Futures were little changed in New York after a 5.4 percent loss on Tuesday. The Energy Information Administration reduced its US production outlook as the price slump curbed drilling activity. The nation’s crude stockpiles probably increased again last week from highest in more than three decades, a Bloomberg News survey showed before a separate EIA report on Wednesday.
Volatility is close to the highest in six years as US crude stockpiles expand while a record number of drilling rigs are pulled off the nation’s oil fields.

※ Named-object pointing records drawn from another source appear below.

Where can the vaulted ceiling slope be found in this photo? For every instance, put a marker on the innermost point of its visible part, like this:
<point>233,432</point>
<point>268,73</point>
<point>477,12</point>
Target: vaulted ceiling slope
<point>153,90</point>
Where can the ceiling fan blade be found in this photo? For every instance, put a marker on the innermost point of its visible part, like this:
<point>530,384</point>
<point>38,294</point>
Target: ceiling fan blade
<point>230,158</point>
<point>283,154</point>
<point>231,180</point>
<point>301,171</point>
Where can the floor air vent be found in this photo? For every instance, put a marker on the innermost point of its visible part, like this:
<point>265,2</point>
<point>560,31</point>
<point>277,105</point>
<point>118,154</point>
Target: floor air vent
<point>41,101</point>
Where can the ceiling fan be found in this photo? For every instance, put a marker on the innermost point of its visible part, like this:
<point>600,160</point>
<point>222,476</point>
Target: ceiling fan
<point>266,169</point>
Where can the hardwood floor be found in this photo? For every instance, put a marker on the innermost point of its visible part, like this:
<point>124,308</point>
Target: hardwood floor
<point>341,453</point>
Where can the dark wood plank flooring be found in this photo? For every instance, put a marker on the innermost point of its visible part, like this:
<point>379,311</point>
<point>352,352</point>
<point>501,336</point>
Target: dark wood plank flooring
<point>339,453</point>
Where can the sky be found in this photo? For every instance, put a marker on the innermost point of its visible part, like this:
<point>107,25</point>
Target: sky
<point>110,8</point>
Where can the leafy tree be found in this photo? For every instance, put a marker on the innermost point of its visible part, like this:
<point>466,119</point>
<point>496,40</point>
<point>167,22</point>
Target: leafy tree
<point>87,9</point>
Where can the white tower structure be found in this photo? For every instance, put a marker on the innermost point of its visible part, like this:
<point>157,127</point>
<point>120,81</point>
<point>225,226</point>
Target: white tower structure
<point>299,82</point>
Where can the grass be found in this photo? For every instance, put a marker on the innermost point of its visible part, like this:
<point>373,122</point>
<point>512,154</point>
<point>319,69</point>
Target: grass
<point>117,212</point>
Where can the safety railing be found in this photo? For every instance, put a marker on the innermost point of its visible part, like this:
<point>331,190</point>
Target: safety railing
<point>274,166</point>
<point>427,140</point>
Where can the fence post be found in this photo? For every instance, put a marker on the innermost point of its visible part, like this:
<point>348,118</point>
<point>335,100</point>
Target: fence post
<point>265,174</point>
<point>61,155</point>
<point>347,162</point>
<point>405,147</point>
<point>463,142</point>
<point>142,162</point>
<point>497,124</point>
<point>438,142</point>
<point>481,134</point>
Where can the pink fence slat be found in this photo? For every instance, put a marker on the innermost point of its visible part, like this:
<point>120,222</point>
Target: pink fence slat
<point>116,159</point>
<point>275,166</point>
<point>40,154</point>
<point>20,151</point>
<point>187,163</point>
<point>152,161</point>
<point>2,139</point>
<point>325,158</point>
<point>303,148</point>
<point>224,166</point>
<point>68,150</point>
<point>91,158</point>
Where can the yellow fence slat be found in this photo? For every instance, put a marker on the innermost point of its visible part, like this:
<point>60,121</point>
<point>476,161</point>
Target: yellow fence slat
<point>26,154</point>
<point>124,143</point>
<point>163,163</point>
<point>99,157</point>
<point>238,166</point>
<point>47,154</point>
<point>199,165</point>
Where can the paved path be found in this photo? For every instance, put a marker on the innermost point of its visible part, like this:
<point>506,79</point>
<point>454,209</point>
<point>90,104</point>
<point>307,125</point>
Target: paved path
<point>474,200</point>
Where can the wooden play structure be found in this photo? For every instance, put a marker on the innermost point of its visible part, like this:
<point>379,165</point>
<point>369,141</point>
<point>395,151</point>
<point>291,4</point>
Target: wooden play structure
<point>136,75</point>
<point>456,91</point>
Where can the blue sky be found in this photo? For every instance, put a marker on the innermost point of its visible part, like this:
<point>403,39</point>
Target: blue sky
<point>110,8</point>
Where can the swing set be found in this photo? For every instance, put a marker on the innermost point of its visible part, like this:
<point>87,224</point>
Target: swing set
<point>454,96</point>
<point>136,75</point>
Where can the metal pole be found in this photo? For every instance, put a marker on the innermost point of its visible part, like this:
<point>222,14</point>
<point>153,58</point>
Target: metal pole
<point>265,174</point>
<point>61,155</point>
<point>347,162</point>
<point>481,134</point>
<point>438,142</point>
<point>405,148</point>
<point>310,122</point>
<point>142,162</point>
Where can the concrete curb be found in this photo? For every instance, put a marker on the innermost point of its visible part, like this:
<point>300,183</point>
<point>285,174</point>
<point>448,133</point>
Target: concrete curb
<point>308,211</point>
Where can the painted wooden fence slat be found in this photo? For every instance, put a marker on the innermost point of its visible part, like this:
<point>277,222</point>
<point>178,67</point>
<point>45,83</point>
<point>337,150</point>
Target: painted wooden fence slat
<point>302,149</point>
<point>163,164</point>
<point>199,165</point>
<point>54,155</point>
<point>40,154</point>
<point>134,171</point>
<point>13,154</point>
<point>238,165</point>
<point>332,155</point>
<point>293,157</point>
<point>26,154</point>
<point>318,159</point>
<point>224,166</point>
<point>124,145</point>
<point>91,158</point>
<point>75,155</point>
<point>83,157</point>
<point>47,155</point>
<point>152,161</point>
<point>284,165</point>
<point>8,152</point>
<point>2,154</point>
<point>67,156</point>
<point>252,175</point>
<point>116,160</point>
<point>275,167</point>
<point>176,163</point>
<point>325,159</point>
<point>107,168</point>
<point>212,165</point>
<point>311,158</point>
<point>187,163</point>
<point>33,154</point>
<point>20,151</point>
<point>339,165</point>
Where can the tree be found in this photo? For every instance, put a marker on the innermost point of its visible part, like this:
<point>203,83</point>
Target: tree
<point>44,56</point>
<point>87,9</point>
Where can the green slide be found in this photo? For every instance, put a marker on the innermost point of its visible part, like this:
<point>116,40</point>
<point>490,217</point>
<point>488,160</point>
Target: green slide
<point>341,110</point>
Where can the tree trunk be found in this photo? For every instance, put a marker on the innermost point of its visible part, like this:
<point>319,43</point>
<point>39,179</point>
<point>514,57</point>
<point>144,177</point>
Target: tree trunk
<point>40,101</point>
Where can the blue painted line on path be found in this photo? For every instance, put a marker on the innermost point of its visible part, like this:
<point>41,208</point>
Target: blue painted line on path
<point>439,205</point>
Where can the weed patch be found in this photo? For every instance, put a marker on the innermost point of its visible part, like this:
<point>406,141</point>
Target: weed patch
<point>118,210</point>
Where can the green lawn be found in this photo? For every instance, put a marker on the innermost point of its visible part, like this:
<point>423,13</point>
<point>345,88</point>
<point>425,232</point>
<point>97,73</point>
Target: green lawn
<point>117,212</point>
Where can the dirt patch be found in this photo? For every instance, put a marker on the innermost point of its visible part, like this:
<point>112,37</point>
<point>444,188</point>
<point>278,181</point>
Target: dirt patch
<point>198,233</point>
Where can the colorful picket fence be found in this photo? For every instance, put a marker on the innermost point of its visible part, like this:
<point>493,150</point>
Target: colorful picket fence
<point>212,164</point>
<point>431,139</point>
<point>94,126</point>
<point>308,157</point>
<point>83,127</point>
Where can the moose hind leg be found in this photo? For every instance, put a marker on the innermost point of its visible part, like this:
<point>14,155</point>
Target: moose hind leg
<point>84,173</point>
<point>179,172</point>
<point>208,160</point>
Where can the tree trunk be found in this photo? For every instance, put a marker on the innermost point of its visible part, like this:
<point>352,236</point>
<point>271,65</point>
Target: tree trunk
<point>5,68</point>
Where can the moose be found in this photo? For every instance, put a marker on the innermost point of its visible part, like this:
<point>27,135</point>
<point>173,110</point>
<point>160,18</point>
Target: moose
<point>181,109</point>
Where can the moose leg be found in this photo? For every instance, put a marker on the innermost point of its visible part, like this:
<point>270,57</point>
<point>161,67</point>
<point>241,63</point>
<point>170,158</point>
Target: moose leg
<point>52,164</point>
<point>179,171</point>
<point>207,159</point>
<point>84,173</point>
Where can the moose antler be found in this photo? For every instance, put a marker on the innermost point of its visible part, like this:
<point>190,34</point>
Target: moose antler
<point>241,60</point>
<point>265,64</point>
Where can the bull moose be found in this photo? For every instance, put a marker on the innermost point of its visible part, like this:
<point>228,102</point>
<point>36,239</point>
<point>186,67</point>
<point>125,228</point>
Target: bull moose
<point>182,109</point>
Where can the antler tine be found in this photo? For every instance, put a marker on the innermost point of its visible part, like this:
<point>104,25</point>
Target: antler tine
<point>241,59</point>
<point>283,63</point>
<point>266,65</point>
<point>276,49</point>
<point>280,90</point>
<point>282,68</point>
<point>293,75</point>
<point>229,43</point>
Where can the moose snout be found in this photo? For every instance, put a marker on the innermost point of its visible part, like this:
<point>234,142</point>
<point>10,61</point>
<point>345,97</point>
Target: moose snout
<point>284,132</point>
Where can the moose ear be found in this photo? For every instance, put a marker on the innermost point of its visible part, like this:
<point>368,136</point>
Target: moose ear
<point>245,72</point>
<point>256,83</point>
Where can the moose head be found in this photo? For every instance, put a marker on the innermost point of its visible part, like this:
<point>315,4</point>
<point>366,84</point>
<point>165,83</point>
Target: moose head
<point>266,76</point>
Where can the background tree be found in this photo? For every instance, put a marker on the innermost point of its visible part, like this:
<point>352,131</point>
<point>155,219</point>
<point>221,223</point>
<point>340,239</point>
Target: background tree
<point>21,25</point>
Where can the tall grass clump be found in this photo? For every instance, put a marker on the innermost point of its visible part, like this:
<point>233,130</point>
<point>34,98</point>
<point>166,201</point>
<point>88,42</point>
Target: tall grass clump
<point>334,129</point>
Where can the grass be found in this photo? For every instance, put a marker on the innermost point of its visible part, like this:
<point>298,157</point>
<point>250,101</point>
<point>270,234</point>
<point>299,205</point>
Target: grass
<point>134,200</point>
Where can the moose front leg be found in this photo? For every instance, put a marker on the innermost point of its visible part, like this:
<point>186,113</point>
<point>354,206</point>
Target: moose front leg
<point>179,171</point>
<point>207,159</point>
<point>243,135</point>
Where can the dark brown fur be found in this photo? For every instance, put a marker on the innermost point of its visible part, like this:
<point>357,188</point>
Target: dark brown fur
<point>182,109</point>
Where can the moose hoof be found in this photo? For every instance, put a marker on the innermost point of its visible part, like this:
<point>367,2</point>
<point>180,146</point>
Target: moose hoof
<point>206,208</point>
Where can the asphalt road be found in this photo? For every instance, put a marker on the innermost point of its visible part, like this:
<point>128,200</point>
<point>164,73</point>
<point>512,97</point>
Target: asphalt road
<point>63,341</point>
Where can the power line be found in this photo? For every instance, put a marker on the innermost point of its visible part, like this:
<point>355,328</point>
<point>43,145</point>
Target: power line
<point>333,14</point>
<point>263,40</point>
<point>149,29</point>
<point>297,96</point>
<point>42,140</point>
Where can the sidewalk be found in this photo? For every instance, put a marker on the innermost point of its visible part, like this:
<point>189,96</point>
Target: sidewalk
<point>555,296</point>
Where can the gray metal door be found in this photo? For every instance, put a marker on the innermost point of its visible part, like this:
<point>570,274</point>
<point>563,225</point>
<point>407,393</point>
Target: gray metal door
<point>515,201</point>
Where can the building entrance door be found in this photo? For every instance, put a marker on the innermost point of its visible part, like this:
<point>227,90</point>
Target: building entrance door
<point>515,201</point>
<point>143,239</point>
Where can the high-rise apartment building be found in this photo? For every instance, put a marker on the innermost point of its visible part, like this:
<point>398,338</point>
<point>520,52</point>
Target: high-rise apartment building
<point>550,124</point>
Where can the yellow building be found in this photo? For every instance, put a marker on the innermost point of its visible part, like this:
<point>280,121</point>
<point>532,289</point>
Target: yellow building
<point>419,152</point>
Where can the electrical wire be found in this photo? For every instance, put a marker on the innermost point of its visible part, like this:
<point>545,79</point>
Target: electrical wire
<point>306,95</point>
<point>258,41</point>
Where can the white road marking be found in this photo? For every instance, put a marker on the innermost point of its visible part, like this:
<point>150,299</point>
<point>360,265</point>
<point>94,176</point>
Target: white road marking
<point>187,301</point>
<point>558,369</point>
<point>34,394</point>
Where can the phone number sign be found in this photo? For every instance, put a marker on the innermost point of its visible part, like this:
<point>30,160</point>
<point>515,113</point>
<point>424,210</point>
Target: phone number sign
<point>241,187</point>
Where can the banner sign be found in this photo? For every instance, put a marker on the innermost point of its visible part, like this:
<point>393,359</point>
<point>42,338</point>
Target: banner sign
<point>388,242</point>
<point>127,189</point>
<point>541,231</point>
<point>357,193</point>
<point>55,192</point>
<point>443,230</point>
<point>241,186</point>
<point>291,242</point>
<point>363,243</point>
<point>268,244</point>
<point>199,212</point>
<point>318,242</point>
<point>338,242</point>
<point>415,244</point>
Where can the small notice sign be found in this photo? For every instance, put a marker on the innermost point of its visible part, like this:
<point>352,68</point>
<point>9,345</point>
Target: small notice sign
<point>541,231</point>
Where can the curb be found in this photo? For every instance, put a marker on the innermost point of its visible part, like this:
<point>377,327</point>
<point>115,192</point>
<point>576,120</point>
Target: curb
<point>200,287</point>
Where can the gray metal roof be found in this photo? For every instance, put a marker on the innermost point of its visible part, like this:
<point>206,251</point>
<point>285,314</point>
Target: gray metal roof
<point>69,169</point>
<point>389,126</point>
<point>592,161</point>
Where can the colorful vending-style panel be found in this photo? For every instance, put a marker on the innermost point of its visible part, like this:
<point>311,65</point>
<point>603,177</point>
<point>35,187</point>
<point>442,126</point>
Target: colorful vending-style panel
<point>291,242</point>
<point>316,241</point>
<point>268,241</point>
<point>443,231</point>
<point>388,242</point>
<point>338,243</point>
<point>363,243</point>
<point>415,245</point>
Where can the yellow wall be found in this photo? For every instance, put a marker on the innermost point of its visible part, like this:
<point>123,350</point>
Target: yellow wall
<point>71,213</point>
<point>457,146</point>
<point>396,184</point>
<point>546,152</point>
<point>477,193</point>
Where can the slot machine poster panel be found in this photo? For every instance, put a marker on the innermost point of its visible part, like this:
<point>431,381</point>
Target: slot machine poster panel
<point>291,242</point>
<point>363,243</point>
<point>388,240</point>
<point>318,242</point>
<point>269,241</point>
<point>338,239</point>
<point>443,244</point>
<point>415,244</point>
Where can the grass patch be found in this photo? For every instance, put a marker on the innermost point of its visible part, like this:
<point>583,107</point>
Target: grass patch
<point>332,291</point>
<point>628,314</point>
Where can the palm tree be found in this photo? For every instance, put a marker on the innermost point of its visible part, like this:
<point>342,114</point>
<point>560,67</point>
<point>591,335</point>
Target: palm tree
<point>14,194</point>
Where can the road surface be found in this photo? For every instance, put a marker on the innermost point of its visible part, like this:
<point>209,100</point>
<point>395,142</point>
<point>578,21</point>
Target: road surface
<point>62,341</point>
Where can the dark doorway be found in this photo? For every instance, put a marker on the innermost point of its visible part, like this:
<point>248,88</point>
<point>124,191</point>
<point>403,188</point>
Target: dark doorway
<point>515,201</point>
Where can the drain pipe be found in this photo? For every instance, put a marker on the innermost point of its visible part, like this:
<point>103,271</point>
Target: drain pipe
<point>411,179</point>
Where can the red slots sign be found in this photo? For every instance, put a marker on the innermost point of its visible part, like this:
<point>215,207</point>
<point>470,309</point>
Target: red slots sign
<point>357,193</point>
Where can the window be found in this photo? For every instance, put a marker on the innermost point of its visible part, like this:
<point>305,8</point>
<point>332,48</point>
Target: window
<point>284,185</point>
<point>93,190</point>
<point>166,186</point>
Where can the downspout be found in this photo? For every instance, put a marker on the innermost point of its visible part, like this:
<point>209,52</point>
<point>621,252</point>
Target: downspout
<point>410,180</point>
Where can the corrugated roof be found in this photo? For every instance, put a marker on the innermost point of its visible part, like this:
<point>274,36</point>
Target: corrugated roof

Crude may resume its slide as continuing US output growth leads to a “dramatic” increase in inventories, according to Vitol Group, the world’s largest independent oil trader.
“Oil rising to above $50 is a reaction to prices declining too far too fast,” Andy Sommer, an analyst at Axpo Trading AG in Dietikon, Switzerland, said by phone. “We expect the fundamentals will worsen on further oversupply and push onshore physical storage capacity to its limit, and prices will retreat in the next couple of weeks.”
West Texas Intermediate for March delivery fell 6 cents to $49.96 a barrel in electronic trading on the New York Mercantile Exchange at 9:54 a.m. London time, having earlier risen as much as $1.12. The contract dropped $2.84 to $50.02 on Tuesday. Prices have decreased 6.2 percent this year.
Brent for March settlement fell 51 cents, or 0.9 percent, to $55.92 a barrel on the London-based ICE Futures Europe exchange. It slid $1.91 to $56.43 on Tuesday. The European benchmark crude traded at a premium of $5.88 to WTI.
The CBOE Crude Oil Volatility Index, which measures fluctuations using options of the US Oil Fund, advanced to 59.29 on Tuesday, the first gain in three days. It ended at 63.14 on February 5, the highest level since April 2009.
US production will increase by 7.8 percent to 9.3 million barrels a day this year, the fastest pace since 1972, the EIA said in its monthly report on Tuesday. That’s down 10 000 barrels a day from its January projection.
US oil drillers cut the number of rigs in service by a record 435 to 1,140 in the nine weeks ended February 6, data from Baker Hughes Inc. showed. That’s the lowest total since December 2011. The decline remains short of a level needed to balance the market, according to Damien Courvalin, a New York-based analyst at Goldman Sachs Group.
“It’s very difficult to be sure you’ve seen the bottom, particularly when in the US production is still going up,” Ian Taylor, the chief executive officer of Vitol, said in an interview in London on Tuesday. “We think there are going to be quite dramatic builds in stock for the next few months.”
Crude inventories probably expanded by 3.75 million barrels in the week ended February 6, according to the median estimate in a Bloomberg survey of analysts. Supplies rose the prior four weeks to reach 413.1 million barrels.
Stockpiles climbed by 1.6 million barrels last week, the American Petroleum Institute said on Tuesday, reports on Twitter showed. The industry group in Washington collects information on a voluntary basis from operators of refineries, bulk terminals and pipelines. The government requires that data be filed with the EIA, the Energy Department’s statistical arm.